In the past fortnight, I have visited Chartwell, the beloved home of Winston Churchill, and also watched the film The Darkest Hour. Churchill is best remembered as a war-leader, politician and historian. He did not have a happy childhood: his experience of love came through his nanny named Elizabeth Everest. She gave the young Winston a Christian-based upbringing.

Whilst in his 20s, he was a correspondent covering the Boer War. One of his adventures in this period was his escape from a prison train. His bid for freedom led him into a very real spiritual encounter and the loving (religious) instruction given by his childhood nanny was not without effect.

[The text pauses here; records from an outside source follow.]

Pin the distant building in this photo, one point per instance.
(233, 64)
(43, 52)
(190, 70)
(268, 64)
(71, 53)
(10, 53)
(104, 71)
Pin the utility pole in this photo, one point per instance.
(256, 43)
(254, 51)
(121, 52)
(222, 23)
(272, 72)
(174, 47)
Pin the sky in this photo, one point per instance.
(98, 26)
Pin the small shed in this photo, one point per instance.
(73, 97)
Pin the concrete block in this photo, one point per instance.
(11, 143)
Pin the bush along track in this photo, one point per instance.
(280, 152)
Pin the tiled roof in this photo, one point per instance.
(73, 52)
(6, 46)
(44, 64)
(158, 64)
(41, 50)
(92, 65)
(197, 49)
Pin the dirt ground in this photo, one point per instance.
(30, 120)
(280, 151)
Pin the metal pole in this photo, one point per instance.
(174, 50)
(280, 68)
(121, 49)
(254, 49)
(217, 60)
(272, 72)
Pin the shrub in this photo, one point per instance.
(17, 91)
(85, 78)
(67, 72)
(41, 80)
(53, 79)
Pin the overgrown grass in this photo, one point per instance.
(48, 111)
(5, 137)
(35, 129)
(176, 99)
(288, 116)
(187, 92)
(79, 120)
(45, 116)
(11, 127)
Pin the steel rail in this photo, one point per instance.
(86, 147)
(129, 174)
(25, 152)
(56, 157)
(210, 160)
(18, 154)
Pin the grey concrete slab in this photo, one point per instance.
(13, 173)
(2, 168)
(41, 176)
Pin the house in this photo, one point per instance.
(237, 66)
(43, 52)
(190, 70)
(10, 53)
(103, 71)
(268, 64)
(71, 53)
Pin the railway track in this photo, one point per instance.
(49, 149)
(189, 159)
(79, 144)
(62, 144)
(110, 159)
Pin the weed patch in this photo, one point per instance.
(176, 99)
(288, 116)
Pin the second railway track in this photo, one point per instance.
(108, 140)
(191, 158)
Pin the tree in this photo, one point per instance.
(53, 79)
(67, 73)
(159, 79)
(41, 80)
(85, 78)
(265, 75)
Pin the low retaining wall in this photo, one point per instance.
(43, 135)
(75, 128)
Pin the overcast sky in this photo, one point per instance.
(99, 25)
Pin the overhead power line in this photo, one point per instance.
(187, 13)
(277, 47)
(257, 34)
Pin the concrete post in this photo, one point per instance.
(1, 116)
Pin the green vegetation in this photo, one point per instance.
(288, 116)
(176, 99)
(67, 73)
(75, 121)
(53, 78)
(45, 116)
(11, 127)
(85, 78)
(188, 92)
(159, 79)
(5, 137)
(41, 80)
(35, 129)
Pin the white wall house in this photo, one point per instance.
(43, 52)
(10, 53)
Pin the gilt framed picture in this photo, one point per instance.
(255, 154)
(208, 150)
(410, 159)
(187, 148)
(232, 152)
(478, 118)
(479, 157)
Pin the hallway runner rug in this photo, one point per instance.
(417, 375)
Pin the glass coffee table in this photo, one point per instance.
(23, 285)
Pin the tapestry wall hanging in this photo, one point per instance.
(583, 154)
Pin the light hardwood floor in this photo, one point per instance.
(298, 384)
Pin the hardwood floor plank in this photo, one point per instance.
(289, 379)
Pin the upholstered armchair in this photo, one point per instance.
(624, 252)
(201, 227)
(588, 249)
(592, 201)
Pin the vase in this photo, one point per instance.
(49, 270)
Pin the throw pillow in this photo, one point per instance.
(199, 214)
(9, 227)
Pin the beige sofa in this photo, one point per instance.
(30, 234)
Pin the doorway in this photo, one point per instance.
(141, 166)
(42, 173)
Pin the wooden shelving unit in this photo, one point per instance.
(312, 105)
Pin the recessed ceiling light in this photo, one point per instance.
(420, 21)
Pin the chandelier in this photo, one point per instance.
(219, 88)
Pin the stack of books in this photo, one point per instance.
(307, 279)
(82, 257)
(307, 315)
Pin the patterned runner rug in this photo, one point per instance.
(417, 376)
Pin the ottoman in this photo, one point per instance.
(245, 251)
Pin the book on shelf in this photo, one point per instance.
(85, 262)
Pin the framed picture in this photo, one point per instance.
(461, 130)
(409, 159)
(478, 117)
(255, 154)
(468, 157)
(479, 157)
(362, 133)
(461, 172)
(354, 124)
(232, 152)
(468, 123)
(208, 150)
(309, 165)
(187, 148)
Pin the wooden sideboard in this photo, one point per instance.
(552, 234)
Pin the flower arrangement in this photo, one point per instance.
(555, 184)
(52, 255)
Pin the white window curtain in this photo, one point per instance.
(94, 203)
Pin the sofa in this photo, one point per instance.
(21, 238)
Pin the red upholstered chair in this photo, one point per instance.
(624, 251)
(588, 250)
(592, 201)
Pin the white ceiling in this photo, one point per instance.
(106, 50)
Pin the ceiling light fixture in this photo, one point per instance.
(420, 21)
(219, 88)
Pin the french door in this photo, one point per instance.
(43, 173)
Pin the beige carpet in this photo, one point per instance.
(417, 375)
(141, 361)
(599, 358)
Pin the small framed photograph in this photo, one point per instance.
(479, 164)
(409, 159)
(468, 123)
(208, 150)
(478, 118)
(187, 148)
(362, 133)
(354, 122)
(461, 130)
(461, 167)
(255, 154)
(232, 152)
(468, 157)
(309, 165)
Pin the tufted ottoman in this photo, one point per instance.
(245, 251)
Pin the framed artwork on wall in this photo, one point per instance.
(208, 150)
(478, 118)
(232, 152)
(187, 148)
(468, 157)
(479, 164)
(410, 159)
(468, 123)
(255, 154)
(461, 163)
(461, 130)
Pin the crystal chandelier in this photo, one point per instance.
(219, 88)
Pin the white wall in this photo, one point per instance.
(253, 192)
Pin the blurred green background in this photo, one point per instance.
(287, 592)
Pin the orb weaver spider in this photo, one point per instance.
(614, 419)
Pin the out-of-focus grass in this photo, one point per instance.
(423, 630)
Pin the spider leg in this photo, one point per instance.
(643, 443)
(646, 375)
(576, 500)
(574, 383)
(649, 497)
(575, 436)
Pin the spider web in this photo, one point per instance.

With his would-be captors nearby and not knowing which direction to go for refuge, he slumped to the ground in desperate depression. He was, he said, ‘…completely baffled, destitute of any idea of what to do or where to turn. I found no comfort in any of the philosophical ideas which some men parade in their hours of ease and strength and safety; they seemed only fair-weather friends. I realised with awful force that no exercise of my own feeble wit and strength could save me from my enemies and that without the assistance of that High-Power which interferes in the eternal sequence of causes and effects, … I could never succeed. I prayed long and earnestly for help…’ He went on to speak of how he was immediately filled with a peace that was without logic and how his deliverance was both quick and amazing.

Churchill’s account reminds me of Psalm 107. In this piece of prose, we read of four categories of people who, like Churchill, are at their wits end. Firstly, one group is in abject poverty, looking for somewhere to live and not knowing where their next meal is coming from; they see their lives ebbing away. Another group has rebelled against God’s commands and are suffering as a result. Others are foolish in their conduct and so are afflicted accordingly, to the point where they even loathe food; they need healing because death is at their door. Finally, there are those who are being terrorised by the shear forces of nature; things utterly outside of their control. All are in complete despair. However, of each group, we read, ‘Then they cried out to the Lord in their trouble, and he brought them out of their distress.’

We don’t have to wait until we reach our own ‘darkest hour’ before we too can turn to God. We may be encouraged by Churchill’s story of deliverance but, even better, listen to the last verse of Psalm 107 which says, ‘Whoever is wise, let them heed these things and consider the great love of the Lord.’